Si cette hypothèse se vérifie, il reste à identifier les variables qui expliquent ce sentiment d’aliénation. Plusieurs études indiquent que le sentiment d’appartenance (Goodnow, 1993) et les types de buts poursuivis par les élèves (Nicholls, 1989) – autrement dit leur « motivation scolaire » – influencent la satisfaction des élèves par rapport à l’école. Les élèves qui se sentent reconnus et valorisés au sein de leur école et les élèves qui cherchent à développer leurs compétences (buts d’apprentissage), rapportent un niveau plus élevé de satisfaction. D’autres recherches soulignent l’importance de la perception des structures de buts (Ames, 1992) et de la qualité perçue des relations entre enseignants et élèves (Wentzel, 1997) – autrement dit de la « perception du contexte scolaire » – pour l’attitude développée par les élèves vis-à-vis de l’école.

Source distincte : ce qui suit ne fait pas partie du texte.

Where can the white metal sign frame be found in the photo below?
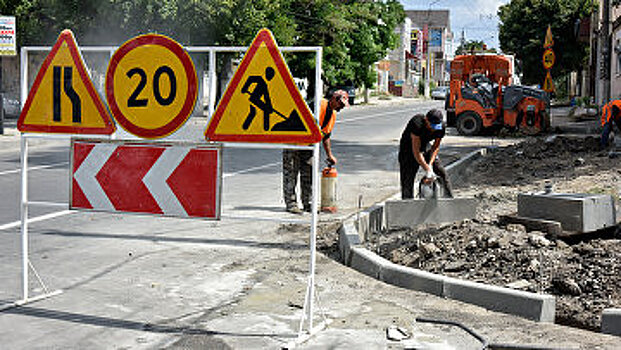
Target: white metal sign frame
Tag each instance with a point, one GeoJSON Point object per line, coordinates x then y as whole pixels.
{"type": "Point", "coordinates": [308, 309]}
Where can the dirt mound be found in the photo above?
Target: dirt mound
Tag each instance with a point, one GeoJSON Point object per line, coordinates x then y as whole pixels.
{"type": "Point", "coordinates": [583, 275]}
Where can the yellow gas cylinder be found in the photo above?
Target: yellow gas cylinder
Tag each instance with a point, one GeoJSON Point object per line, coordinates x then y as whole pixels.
{"type": "Point", "coordinates": [328, 189]}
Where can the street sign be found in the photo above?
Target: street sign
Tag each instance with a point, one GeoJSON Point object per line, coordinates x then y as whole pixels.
{"type": "Point", "coordinates": [549, 41]}
{"type": "Point", "coordinates": [62, 98]}
{"type": "Point", "coordinates": [548, 84]}
{"type": "Point", "coordinates": [548, 59]}
{"type": "Point", "coordinates": [7, 36]}
{"type": "Point", "coordinates": [155, 178]}
{"type": "Point", "coordinates": [262, 102]}
{"type": "Point", "coordinates": [151, 86]}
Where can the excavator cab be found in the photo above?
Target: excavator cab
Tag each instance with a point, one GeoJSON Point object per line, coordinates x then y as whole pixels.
{"type": "Point", "coordinates": [481, 96]}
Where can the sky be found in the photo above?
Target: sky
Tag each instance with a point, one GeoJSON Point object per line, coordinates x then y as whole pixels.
{"type": "Point", "coordinates": [477, 18]}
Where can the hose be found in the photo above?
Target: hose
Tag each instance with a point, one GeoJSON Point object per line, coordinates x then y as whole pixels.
{"type": "Point", "coordinates": [484, 344]}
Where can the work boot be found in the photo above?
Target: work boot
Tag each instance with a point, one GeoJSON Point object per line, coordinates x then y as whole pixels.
{"type": "Point", "coordinates": [294, 209]}
{"type": "Point", "coordinates": [307, 208]}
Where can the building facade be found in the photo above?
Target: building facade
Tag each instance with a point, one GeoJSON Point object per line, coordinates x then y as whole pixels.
{"type": "Point", "coordinates": [425, 47]}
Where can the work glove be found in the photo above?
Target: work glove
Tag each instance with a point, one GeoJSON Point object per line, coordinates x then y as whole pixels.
{"type": "Point", "coordinates": [430, 174]}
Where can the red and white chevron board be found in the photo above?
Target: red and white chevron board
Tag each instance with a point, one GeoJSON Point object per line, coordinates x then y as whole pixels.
{"type": "Point", "coordinates": [166, 179]}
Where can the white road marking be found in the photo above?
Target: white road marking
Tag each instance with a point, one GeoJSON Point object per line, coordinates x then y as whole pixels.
{"type": "Point", "coordinates": [15, 171]}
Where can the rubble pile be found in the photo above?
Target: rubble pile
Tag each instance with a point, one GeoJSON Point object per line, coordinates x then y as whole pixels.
{"type": "Point", "coordinates": [584, 274]}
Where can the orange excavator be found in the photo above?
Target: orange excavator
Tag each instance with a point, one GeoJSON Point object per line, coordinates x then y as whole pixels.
{"type": "Point", "coordinates": [482, 97]}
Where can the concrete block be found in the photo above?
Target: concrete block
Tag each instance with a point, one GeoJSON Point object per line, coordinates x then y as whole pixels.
{"type": "Point", "coordinates": [407, 277]}
{"type": "Point", "coordinates": [348, 237]}
{"type": "Point", "coordinates": [533, 306]}
{"type": "Point", "coordinates": [611, 321]}
{"type": "Point", "coordinates": [367, 262]}
{"type": "Point", "coordinates": [412, 212]}
{"type": "Point", "coordinates": [579, 212]}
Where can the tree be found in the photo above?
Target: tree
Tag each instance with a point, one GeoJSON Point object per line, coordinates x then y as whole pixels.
{"type": "Point", "coordinates": [523, 28]}
{"type": "Point", "coordinates": [472, 46]}
{"type": "Point", "coordinates": [354, 33]}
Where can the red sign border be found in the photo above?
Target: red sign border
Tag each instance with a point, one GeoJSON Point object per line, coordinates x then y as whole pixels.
{"type": "Point", "coordinates": [264, 36]}
{"type": "Point", "coordinates": [186, 109]}
{"type": "Point", "coordinates": [109, 128]}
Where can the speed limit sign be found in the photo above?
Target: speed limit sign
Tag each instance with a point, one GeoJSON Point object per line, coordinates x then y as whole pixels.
{"type": "Point", "coordinates": [151, 86]}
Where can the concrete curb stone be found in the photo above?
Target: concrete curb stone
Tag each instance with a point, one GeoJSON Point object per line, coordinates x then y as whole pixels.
{"type": "Point", "coordinates": [538, 307]}
{"type": "Point", "coordinates": [533, 306]}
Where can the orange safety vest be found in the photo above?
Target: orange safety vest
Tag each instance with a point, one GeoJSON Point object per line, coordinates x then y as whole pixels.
{"type": "Point", "coordinates": [326, 125]}
{"type": "Point", "coordinates": [607, 110]}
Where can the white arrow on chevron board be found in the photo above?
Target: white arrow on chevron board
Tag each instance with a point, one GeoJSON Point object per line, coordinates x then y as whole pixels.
{"type": "Point", "coordinates": [85, 176]}
{"type": "Point", "coordinates": [155, 180]}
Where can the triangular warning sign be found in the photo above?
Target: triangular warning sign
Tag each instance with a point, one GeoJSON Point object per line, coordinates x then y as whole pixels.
{"type": "Point", "coordinates": [62, 98]}
{"type": "Point", "coordinates": [262, 102]}
{"type": "Point", "coordinates": [549, 41]}
{"type": "Point", "coordinates": [548, 84]}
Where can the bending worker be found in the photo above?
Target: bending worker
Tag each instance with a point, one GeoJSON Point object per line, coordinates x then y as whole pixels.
{"type": "Point", "coordinates": [414, 152]}
{"type": "Point", "coordinates": [611, 113]}
{"type": "Point", "coordinates": [296, 162]}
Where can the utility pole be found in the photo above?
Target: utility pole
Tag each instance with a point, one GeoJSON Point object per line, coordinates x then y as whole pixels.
{"type": "Point", "coordinates": [605, 37]}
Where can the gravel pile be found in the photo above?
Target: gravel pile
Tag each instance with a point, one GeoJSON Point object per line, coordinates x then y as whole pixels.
{"type": "Point", "coordinates": [582, 272]}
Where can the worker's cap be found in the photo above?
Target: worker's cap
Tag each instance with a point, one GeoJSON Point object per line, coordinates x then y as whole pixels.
{"type": "Point", "coordinates": [343, 96]}
{"type": "Point", "coordinates": [434, 117]}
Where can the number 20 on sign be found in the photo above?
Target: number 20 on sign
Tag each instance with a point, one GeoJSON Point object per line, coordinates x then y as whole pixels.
{"type": "Point", "coordinates": [151, 86]}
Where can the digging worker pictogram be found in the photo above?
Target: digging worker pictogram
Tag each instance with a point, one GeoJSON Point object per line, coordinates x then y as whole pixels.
{"type": "Point", "coordinates": [611, 113]}
{"type": "Point", "coordinates": [259, 97]}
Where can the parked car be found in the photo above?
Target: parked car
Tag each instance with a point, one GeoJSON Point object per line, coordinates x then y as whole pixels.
{"type": "Point", "coordinates": [439, 93]}
{"type": "Point", "coordinates": [350, 89]}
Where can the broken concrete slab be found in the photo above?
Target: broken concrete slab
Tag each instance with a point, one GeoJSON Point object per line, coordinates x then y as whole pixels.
{"type": "Point", "coordinates": [579, 212]}
{"type": "Point", "coordinates": [531, 224]}
{"type": "Point", "coordinates": [412, 212]}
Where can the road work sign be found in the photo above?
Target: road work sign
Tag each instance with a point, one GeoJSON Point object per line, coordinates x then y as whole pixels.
{"type": "Point", "coordinates": [7, 36]}
{"type": "Point", "coordinates": [155, 178]}
{"type": "Point", "coordinates": [151, 86]}
{"type": "Point", "coordinates": [548, 84]}
{"type": "Point", "coordinates": [62, 98]}
{"type": "Point", "coordinates": [548, 59]}
{"type": "Point", "coordinates": [262, 102]}
{"type": "Point", "coordinates": [549, 41]}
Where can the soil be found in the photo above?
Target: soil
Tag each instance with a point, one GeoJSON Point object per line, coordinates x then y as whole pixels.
{"type": "Point", "coordinates": [582, 272]}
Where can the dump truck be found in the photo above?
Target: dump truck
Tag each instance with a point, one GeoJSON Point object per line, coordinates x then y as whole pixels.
{"type": "Point", "coordinates": [482, 97]}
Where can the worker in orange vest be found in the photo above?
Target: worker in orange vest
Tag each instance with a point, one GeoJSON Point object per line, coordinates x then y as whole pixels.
{"type": "Point", "coordinates": [296, 162]}
{"type": "Point", "coordinates": [611, 113]}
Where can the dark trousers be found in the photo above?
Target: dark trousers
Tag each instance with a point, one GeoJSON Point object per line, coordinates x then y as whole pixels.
{"type": "Point", "coordinates": [408, 169]}
{"type": "Point", "coordinates": [607, 129]}
{"type": "Point", "coordinates": [294, 163]}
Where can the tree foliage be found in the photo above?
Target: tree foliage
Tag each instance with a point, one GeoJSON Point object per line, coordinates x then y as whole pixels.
{"type": "Point", "coordinates": [354, 34]}
{"type": "Point", "coordinates": [523, 28]}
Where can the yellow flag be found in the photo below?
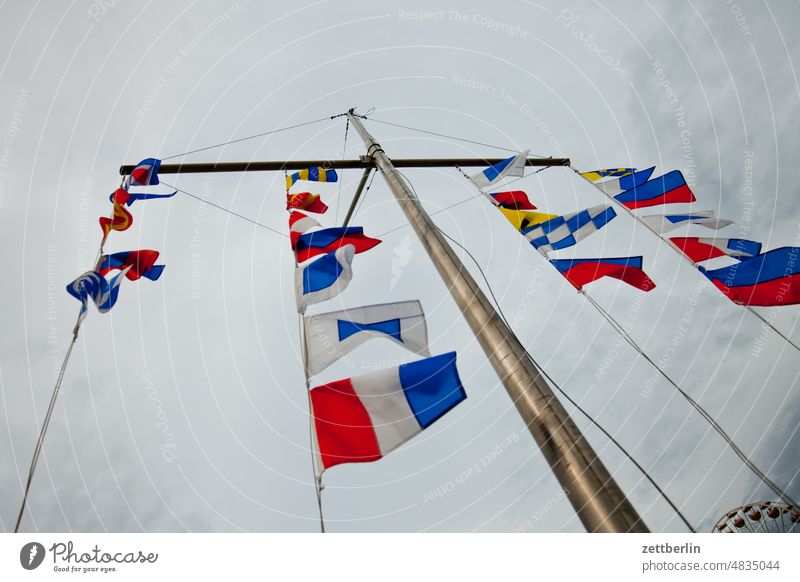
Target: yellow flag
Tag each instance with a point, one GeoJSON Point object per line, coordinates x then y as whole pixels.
{"type": "Point", "coordinates": [522, 219]}
{"type": "Point", "coordinates": [597, 175]}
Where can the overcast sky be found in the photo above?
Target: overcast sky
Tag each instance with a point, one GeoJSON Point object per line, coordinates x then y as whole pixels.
{"type": "Point", "coordinates": [184, 407]}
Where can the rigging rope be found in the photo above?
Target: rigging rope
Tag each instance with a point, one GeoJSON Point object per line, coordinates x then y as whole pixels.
{"type": "Point", "coordinates": [250, 220]}
{"type": "Point", "coordinates": [447, 136]}
{"type": "Point", "coordinates": [280, 129]}
{"type": "Point", "coordinates": [552, 382]}
{"type": "Point", "coordinates": [696, 405]}
{"type": "Point", "coordinates": [45, 424]}
{"type": "Point", "coordinates": [37, 451]}
{"type": "Point", "coordinates": [341, 178]}
{"type": "Point", "coordinates": [364, 195]}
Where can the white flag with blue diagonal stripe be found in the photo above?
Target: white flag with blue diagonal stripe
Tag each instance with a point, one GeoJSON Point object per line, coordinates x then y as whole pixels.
{"type": "Point", "coordinates": [564, 231]}
{"type": "Point", "coordinates": [513, 166]}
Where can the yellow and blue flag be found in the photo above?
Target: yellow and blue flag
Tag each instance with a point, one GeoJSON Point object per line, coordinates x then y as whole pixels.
{"type": "Point", "coordinates": [312, 174]}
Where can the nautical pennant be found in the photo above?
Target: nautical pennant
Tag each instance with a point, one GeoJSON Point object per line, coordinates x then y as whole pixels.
{"type": "Point", "coordinates": [671, 188]}
{"type": "Point", "coordinates": [523, 220]}
{"type": "Point", "coordinates": [329, 336]}
{"type": "Point", "coordinates": [300, 223]}
{"type": "Point", "coordinates": [769, 279]}
{"type": "Point", "coordinates": [92, 285]}
{"type": "Point", "coordinates": [323, 241]}
{"type": "Point", "coordinates": [362, 419]}
{"type": "Point", "coordinates": [667, 222]}
{"type": "Point", "coordinates": [513, 166]}
{"type": "Point", "coordinates": [626, 182]}
{"type": "Point", "coordinates": [134, 196]}
{"type": "Point", "coordinates": [702, 249]}
{"type": "Point", "coordinates": [122, 219]}
{"type": "Point", "coordinates": [145, 173]}
{"type": "Point", "coordinates": [564, 231]}
{"type": "Point", "coordinates": [597, 175]}
{"type": "Point", "coordinates": [324, 278]}
{"type": "Point", "coordinates": [514, 199]}
{"type": "Point", "coordinates": [136, 263]}
{"type": "Point", "coordinates": [580, 272]}
{"type": "Point", "coordinates": [306, 201]}
{"type": "Point", "coordinates": [312, 174]}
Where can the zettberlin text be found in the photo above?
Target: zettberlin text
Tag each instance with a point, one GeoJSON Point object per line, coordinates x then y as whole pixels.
{"type": "Point", "coordinates": [671, 549]}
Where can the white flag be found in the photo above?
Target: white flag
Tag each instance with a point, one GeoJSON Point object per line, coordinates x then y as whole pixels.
{"type": "Point", "coordinates": [662, 223]}
{"type": "Point", "coordinates": [329, 336]}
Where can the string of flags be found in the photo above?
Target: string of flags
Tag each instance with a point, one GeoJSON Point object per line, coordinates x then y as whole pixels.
{"type": "Point", "coordinates": [757, 278]}
{"type": "Point", "coordinates": [766, 279]}
{"type": "Point", "coordinates": [363, 418]}
{"type": "Point", "coordinates": [551, 232]}
{"type": "Point", "coordinates": [132, 265]}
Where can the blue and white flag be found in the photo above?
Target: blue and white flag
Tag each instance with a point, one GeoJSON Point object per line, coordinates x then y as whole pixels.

Les élèves qui estiment que les pratiques des enseignants visent le progrès de chacun (structure centrée sur l’apprentissage) et ceux qui estiment que les interactions proposées par les enseignants sont respectueuses, soutenantes et équitables rapportent une attitude plus positive par rapport à leur scolarité. S’inspirant de la théorie des buts (goal theory), Midgley et ses collègues ont mené un grand nombre d’études intégrant les différentes variables citées ci-dessus (Midgley, 2002). Leurs résultats indiquent clairement que le sens qu’un élève donne à sa scolarité dépend à la fois de sa motivation et de sa perception du contexte scolaire dans lequel il se trouve. Sur la base de ces résultats, on peut faire l’hypothèse que le sentiment d’aliénation des élèves sera associé à leur motivation scolaire et à leur perception du contexte scolaire. Encore que les relations entre ces différents facteurs peuvent être modélisées de façon différente, car l’énorme majorité des études citées est de nature corrélationnelle.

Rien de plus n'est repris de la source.